Tuesday, February 15, 2011

Oaky flavours

Hundreds of different flavour compounds have been identified in whisky. The synthesis and degradation and synergistic properties of these compounds is still poorly understood as there are so many aspects contributing to the result of cask maturation.
Oak cask affects whisky by extracting wood compounds that influence the taste directly or together with the spirit compounds or by removing or changing some compounds from the raw spirit. Cask also allows evaporation and oxidization of spirit and the volatile flavour compunds through the headspace of the cask or by a lesser extent through the surrounding air through the wood or the bunghole.

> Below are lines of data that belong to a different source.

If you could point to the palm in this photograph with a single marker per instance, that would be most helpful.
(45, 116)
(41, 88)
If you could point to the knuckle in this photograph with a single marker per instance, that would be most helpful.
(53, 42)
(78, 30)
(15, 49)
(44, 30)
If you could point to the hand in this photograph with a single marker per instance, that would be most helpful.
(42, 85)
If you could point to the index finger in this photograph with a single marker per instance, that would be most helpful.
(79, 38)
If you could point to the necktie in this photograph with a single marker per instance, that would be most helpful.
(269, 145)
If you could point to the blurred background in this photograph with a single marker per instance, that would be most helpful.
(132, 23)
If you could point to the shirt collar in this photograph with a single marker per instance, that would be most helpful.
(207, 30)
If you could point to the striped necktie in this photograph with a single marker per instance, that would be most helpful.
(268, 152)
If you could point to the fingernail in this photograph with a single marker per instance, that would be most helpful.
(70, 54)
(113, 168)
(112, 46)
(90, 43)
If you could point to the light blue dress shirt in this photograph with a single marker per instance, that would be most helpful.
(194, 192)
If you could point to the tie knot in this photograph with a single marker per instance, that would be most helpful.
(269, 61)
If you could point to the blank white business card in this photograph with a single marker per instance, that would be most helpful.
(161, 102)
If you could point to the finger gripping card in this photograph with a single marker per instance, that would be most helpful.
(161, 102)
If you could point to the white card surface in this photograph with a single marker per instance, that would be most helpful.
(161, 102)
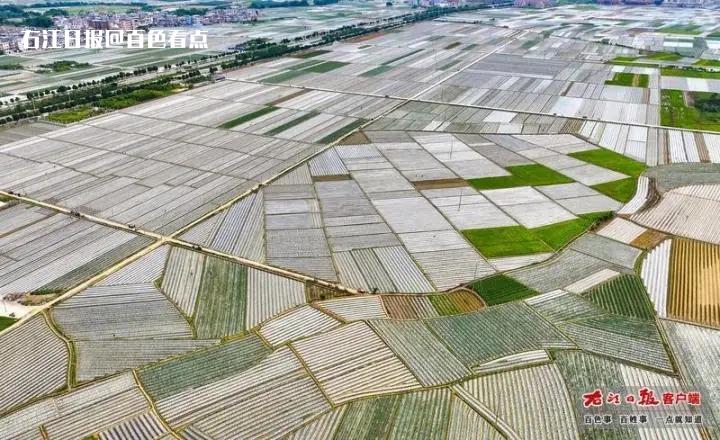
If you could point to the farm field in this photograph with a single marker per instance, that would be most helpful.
(450, 230)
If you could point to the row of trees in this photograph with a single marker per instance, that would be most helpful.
(92, 92)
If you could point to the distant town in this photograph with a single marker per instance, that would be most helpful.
(15, 20)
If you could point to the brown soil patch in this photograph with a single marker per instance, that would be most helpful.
(315, 292)
(399, 307)
(694, 293)
(465, 301)
(648, 239)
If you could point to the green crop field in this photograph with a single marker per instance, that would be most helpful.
(675, 111)
(624, 295)
(521, 175)
(518, 240)
(247, 117)
(689, 73)
(629, 80)
(612, 161)
(621, 190)
(499, 289)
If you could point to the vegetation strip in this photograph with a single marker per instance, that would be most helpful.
(611, 160)
(332, 137)
(292, 123)
(499, 289)
(247, 117)
(693, 110)
(629, 80)
(519, 240)
(521, 175)
(621, 190)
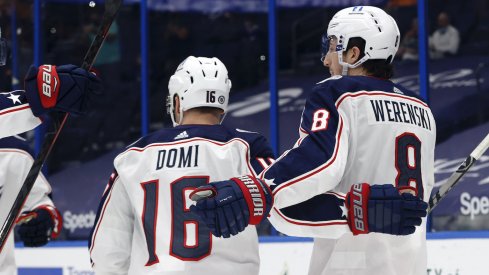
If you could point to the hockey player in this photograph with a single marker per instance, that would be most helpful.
(358, 128)
(66, 88)
(144, 225)
(40, 220)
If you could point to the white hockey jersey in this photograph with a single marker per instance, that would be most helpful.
(144, 225)
(354, 130)
(15, 114)
(15, 162)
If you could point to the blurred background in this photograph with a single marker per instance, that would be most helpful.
(237, 32)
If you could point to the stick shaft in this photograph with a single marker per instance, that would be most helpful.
(458, 174)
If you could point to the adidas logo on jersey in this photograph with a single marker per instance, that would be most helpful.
(181, 135)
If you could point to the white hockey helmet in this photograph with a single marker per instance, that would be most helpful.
(375, 26)
(199, 82)
(3, 50)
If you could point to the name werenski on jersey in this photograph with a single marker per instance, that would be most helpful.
(396, 111)
(181, 157)
(255, 195)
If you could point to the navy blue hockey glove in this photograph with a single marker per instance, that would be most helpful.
(227, 207)
(39, 226)
(382, 209)
(65, 88)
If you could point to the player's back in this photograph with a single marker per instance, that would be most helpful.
(391, 139)
(158, 173)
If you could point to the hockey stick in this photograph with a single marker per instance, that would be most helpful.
(455, 177)
(111, 9)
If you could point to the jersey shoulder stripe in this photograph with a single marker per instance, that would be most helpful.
(16, 142)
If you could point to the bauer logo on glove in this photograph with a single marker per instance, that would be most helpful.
(48, 81)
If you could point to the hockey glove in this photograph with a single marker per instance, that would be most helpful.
(65, 88)
(382, 209)
(227, 207)
(39, 226)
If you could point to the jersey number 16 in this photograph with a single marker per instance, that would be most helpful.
(189, 241)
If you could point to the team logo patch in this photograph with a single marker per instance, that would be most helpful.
(221, 99)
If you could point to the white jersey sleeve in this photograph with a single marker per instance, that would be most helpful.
(15, 114)
(16, 160)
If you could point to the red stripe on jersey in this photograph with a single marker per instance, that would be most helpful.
(336, 222)
(262, 163)
(15, 109)
(101, 218)
(340, 196)
(320, 168)
(346, 95)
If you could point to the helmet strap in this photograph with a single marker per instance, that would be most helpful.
(345, 66)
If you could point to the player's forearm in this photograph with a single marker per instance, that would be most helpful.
(16, 120)
(323, 216)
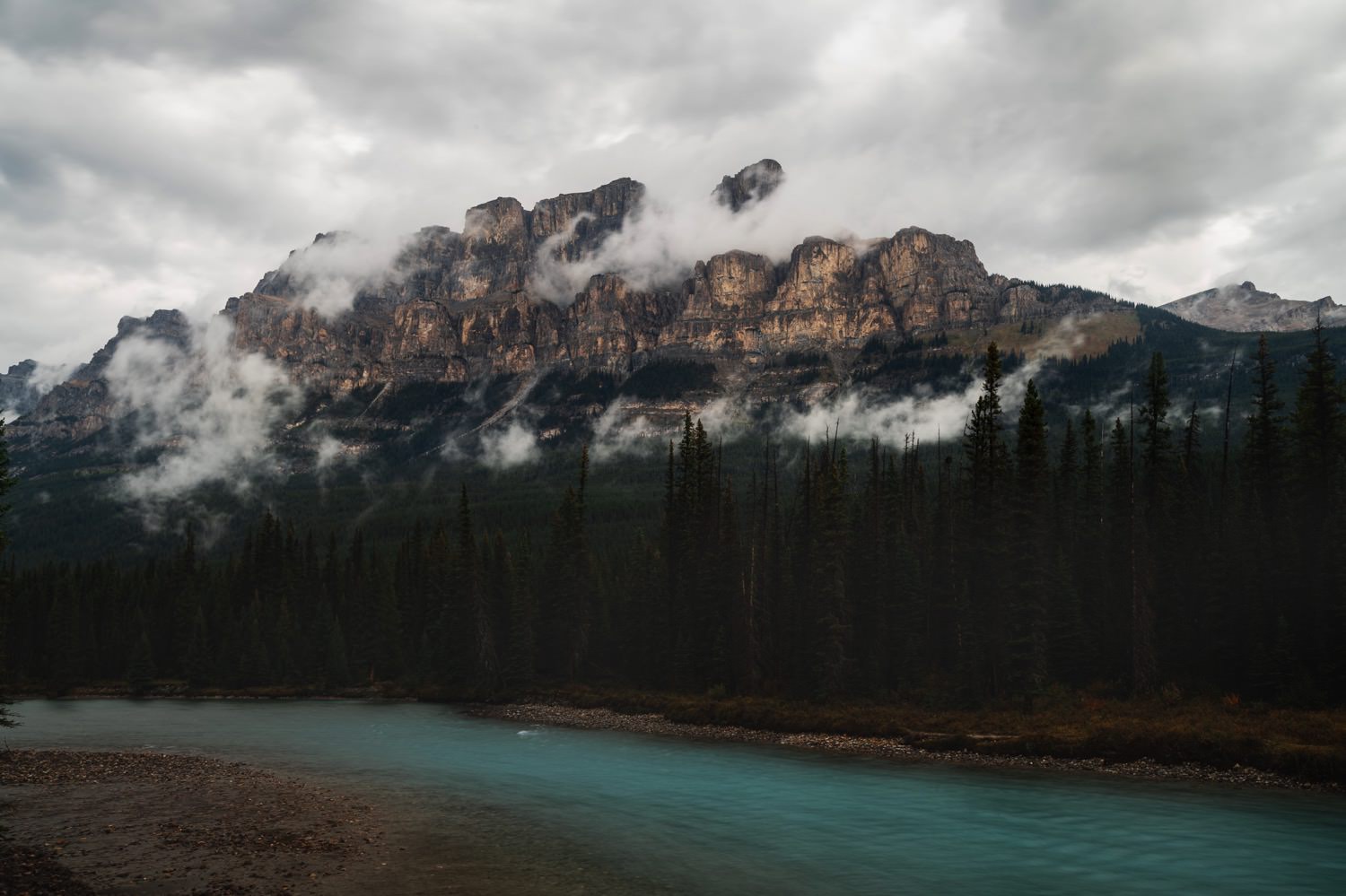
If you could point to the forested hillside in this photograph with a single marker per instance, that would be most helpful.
(1130, 553)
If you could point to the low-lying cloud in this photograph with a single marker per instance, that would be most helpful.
(328, 274)
(213, 412)
(513, 446)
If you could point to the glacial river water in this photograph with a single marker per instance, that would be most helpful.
(734, 818)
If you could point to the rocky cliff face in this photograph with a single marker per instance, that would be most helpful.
(465, 307)
(85, 405)
(16, 392)
(1244, 309)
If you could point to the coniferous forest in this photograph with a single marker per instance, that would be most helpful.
(1130, 554)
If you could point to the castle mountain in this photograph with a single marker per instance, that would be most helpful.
(468, 323)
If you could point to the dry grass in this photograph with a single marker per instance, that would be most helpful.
(1302, 743)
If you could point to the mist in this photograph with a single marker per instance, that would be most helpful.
(213, 412)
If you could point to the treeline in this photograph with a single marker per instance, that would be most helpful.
(1127, 554)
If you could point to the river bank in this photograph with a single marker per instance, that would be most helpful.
(167, 823)
(984, 750)
(1155, 737)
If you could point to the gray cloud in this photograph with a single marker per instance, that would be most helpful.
(162, 153)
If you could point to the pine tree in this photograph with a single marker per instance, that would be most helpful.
(7, 482)
(142, 672)
(1034, 556)
(988, 473)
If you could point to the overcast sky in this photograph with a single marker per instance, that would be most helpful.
(167, 153)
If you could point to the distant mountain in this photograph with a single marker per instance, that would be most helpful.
(465, 327)
(1244, 309)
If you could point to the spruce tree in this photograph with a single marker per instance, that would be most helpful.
(1034, 554)
(7, 482)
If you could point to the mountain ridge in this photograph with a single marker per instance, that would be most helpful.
(462, 309)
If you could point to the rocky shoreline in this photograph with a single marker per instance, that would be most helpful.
(174, 823)
(890, 748)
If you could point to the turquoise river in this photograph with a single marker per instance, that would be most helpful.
(732, 818)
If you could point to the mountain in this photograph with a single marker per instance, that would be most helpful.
(463, 327)
(18, 395)
(1244, 309)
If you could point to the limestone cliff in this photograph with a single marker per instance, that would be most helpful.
(457, 309)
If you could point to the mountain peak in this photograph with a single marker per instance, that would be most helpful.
(1245, 309)
(750, 186)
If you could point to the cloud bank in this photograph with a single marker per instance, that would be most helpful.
(213, 411)
(159, 153)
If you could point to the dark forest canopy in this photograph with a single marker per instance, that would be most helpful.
(1124, 553)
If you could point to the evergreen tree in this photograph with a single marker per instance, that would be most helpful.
(1034, 554)
(5, 484)
(142, 670)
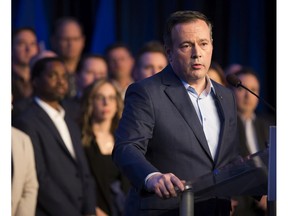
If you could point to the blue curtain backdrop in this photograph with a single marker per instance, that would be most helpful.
(244, 30)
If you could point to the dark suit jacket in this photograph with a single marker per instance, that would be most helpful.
(160, 131)
(65, 184)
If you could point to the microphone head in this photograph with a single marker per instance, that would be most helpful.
(233, 80)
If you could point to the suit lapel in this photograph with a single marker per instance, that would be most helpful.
(52, 128)
(178, 95)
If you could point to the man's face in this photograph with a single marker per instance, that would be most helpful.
(52, 85)
(70, 41)
(151, 63)
(93, 69)
(191, 51)
(120, 62)
(24, 47)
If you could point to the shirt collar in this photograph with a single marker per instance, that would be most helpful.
(207, 90)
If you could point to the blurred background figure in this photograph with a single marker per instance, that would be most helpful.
(68, 41)
(151, 59)
(21, 105)
(24, 178)
(24, 47)
(102, 109)
(216, 73)
(90, 68)
(253, 131)
(120, 65)
(66, 186)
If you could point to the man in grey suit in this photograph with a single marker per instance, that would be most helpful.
(177, 125)
(65, 183)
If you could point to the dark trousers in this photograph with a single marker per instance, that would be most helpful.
(211, 207)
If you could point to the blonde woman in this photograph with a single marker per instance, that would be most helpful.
(102, 108)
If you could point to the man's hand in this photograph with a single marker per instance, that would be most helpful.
(164, 185)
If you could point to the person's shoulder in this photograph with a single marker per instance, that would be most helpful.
(17, 132)
(19, 137)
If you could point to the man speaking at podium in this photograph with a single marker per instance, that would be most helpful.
(177, 125)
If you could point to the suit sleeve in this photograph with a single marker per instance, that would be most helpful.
(27, 203)
(47, 191)
(132, 136)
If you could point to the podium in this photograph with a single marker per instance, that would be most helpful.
(245, 176)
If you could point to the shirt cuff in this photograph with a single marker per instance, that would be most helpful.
(148, 177)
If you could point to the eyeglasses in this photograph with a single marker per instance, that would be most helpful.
(100, 98)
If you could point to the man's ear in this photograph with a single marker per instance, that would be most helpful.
(168, 52)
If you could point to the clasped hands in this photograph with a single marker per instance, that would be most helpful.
(164, 185)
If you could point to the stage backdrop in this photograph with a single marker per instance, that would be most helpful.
(244, 30)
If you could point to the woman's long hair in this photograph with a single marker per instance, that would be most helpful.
(87, 110)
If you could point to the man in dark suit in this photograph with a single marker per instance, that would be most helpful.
(253, 134)
(65, 183)
(177, 125)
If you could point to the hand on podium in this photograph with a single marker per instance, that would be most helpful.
(164, 185)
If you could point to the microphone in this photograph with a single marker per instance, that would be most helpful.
(234, 81)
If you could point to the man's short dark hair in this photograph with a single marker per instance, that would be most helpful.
(182, 17)
(41, 64)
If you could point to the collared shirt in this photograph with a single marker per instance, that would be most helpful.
(207, 113)
(58, 119)
(252, 144)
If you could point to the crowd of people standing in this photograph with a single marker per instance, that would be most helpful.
(69, 104)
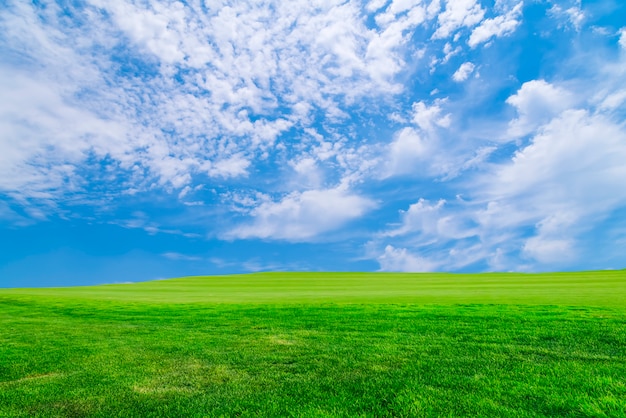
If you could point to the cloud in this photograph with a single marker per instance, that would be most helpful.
(536, 102)
(432, 222)
(457, 14)
(302, 216)
(400, 259)
(498, 26)
(414, 148)
(463, 72)
(180, 257)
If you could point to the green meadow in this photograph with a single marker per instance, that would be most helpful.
(319, 345)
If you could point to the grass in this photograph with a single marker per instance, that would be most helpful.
(509, 345)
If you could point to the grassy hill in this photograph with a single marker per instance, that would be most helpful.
(319, 344)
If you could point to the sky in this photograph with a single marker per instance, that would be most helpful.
(143, 140)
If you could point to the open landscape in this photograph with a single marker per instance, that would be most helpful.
(319, 344)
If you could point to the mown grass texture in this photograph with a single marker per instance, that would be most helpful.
(304, 345)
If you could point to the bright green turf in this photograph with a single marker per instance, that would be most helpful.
(319, 345)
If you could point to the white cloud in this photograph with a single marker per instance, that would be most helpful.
(235, 166)
(499, 26)
(572, 15)
(427, 117)
(549, 251)
(406, 151)
(458, 13)
(303, 216)
(463, 72)
(421, 218)
(622, 38)
(400, 259)
(536, 102)
(180, 257)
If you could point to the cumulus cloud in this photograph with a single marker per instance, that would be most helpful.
(463, 72)
(498, 26)
(302, 216)
(457, 14)
(622, 38)
(536, 102)
(401, 259)
(413, 147)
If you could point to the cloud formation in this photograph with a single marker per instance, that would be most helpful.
(456, 134)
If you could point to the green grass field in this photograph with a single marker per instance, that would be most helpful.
(319, 344)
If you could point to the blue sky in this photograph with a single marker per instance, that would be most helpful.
(151, 139)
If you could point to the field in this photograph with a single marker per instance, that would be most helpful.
(319, 344)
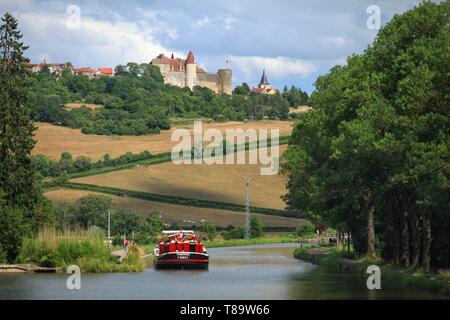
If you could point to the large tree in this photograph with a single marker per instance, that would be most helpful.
(22, 207)
(374, 152)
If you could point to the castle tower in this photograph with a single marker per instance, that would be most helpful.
(264, 83)
(191, 71)
(224, 81)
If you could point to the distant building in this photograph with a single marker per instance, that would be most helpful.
(94, 73)
(185, 73)
(54, 68)
(263, 86)
(103, 72)
(89, 72)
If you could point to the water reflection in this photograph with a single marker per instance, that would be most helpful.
(254, 272)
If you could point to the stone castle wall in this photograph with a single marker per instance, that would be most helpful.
(220, 82)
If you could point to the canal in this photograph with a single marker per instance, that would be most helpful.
(251, 272)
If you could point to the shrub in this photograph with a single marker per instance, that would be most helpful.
(305, 229)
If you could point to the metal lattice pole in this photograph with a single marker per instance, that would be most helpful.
(247, 213)
(109, 224)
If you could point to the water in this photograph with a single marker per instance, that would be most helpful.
(252, 272)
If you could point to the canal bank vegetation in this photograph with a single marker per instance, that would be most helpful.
(371, 158)
(345, 260)
(86, 249)
(247, 242)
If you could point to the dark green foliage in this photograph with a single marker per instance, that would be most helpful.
(305, 229)
(66, 165)
(92, 210)
(373, 153)
(23, 209)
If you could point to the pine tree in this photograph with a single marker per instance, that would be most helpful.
(16, 127)
(22, 207)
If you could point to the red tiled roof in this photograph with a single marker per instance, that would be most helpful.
(83, 70)
(105, 70)
(257, 90)
(175, 63)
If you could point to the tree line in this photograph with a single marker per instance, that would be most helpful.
(372, 157)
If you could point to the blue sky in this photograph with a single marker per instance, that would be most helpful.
(294, 40)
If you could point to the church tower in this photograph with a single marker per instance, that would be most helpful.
(191, 71)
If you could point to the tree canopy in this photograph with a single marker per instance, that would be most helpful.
(374, 151)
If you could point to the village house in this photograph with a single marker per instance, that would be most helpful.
(263, 86)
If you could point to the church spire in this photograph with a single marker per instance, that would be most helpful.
(264, 79)
(190, 59)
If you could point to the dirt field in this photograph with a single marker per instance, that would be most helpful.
(53, 140)
(224, 183)
(175, 213)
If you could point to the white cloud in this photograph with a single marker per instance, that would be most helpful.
(337, 42)
(95, 43)
(278, 67)
(202, 22)
(228, 23)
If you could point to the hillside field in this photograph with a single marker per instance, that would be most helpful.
(222, 183)
(175, 213)
(53, 140)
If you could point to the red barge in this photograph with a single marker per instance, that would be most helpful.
(180, 249)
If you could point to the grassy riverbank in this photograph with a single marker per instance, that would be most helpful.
(330, 257)
(85, 249)
(248, 242)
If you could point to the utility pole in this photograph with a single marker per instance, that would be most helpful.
(109, 224)
(247, 207)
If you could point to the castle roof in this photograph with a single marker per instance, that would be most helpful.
(105, 70)
(190, 59)
(264, 79)
(176, 64)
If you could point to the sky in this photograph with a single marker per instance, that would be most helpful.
(295, 41)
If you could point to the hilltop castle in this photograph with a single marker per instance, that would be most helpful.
(185, 73)
(263, 86)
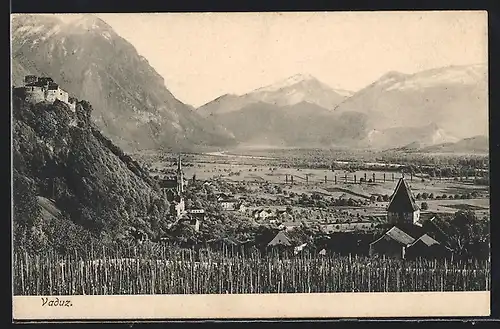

Oak wood consists of cellulose (38-52%), hemicellulose (25-30%), lignin (22-25%) and extractives of the wood (5-10%). Oak cellulose is a linear chain of up to thousands of D-glucose-molecules and quite inactive in terms of flavour extraction during spirit maturation, extracting only some carbohydrates in high temperatures during toasting/charring.

Hemicellulose contains several defferent sugars (xylose, mannose, galactose, rhamnose, arabinose, glucose) and forms branched chains of hundreds of molecules. Hemicellulose breaks easily when heated, producing a range of extractable aroma compounds, such as furfural (almond, walnut, grainy), hydroxymethylfurfural (butter, musty, waxy, caramel), maltol (malt, sweet) and cyclotene (maple, caramel, licorice).
Lignins are very complex macromolecules consisting of three monolignol units p-hydroxyphenol (not present in oak), guaiacyl (32% in oak lignin) and syringyl (68% in oak lignin) derived from dehydration and polymerization of cinnamyl alcohols. Usually natural lignin includes various other molecules joined in to the structure, including different sugars, acids and aldehydes. Heating breaks parts of lignin to soluble p-coumaryl-, coniferyl- and sinapyl-alcohols. They can transform into their respective aldehydes, acids and phenols including very aromatic compounds such as guaiacol (smoky), 4-vinylguaiacol (clove), phenyl ethanol (floral, rose), vanillin and vanillic acid. At higher temperatures a range of other volatile phenols are formed. Lignin breakdown continues at a slower rate during maturation by the effect of ethanol. Most of the lignin derivatives and extractibles decribed above are present also in the malted grains, peat and new make spirit.
Lignin synthesis, monolignols. From Nature Reviews
Oak wood extractives include two different natural isomers of oak lactones. The cis-oak lactone gives sweet coconut-vanillin aroma. The trans-oak lactone is spicier (coconut,cloves, celery, incence), but 2,5-20 times weaker if all the synergetic influences of other oak extractives are not taken into account. The trans-lactone is believed to promote the taste of cis-lactone and various other flavour compounds in whisky, producing heavy coconut amd incence aromas at high concentrations. Various other lactones are described as fruity, peach-like and vanillic.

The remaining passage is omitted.